Due to the deflection of each front core of the front penetrator 10, as described, an enlargement in the penetration opening of the respective target plate results over against the diameter of the penetrator. This proves to be beneficial for the subsequently following penetrator part--particularly with newly developed targets, i.e. with glass and/or ceramic module--in that it improves the passage through the respective plate and, therefore, improves its effect against subsequently arranged target plates.
The main core 212 and the front cores 130, 150, 170, as well as the casing 110, all consist of a ductile high density heavy metal. This may be, for example, a sintered alloy with approximately 90% to 98% tungsten, up to 3.5% nickel and up to 1.5% Fe and, if necessary, another 1% Co.
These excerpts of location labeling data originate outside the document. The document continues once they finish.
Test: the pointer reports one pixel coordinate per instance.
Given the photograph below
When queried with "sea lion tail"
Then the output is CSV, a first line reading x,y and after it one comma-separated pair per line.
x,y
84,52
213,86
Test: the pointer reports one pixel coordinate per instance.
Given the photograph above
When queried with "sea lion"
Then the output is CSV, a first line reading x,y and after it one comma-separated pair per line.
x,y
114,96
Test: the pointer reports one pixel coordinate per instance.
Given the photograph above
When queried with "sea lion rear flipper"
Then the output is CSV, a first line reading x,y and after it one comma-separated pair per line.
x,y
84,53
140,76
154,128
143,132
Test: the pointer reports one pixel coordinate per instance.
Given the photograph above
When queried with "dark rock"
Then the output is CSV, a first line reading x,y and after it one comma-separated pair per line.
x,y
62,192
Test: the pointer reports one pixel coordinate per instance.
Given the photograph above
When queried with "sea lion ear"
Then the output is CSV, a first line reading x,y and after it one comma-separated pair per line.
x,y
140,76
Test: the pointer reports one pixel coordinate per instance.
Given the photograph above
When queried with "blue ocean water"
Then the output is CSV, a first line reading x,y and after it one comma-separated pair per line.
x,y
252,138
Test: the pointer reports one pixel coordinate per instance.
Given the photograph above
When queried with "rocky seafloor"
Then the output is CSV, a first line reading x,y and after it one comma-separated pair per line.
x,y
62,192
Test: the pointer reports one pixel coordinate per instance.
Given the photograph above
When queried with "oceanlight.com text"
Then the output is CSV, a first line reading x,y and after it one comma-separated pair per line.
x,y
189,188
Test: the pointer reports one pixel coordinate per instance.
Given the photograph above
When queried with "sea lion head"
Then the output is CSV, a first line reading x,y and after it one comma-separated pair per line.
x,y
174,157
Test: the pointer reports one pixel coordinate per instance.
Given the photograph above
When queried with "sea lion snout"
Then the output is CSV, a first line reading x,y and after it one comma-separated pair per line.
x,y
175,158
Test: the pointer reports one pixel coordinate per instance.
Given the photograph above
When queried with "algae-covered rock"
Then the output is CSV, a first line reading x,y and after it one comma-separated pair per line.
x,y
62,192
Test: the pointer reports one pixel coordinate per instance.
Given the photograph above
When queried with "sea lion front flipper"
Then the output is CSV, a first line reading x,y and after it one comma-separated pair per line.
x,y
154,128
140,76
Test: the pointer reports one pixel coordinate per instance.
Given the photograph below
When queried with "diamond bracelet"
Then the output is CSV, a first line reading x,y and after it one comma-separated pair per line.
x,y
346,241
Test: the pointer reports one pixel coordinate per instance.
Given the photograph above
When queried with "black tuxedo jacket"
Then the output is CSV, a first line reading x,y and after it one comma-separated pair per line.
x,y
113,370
Thereby, the large toughness, meaning the ductility, is achieved through the large percentages of Ni, Fe and Co. Moreover, the properties can be improved through a corresponding heat treatment after sintering. The ballistic hood consists of steel and shatters immediately upon impact with the initial armor. Depleted uranium can also be used instead of a tungsten alloy as ductile high density heavy metal. The density must be at least 18 g/cm3.
While there has been described a particular embodiment of the invention, it will be apparent to those skilled in the art that variations may be made thereto without departing from the spirit and scope of the appended claims.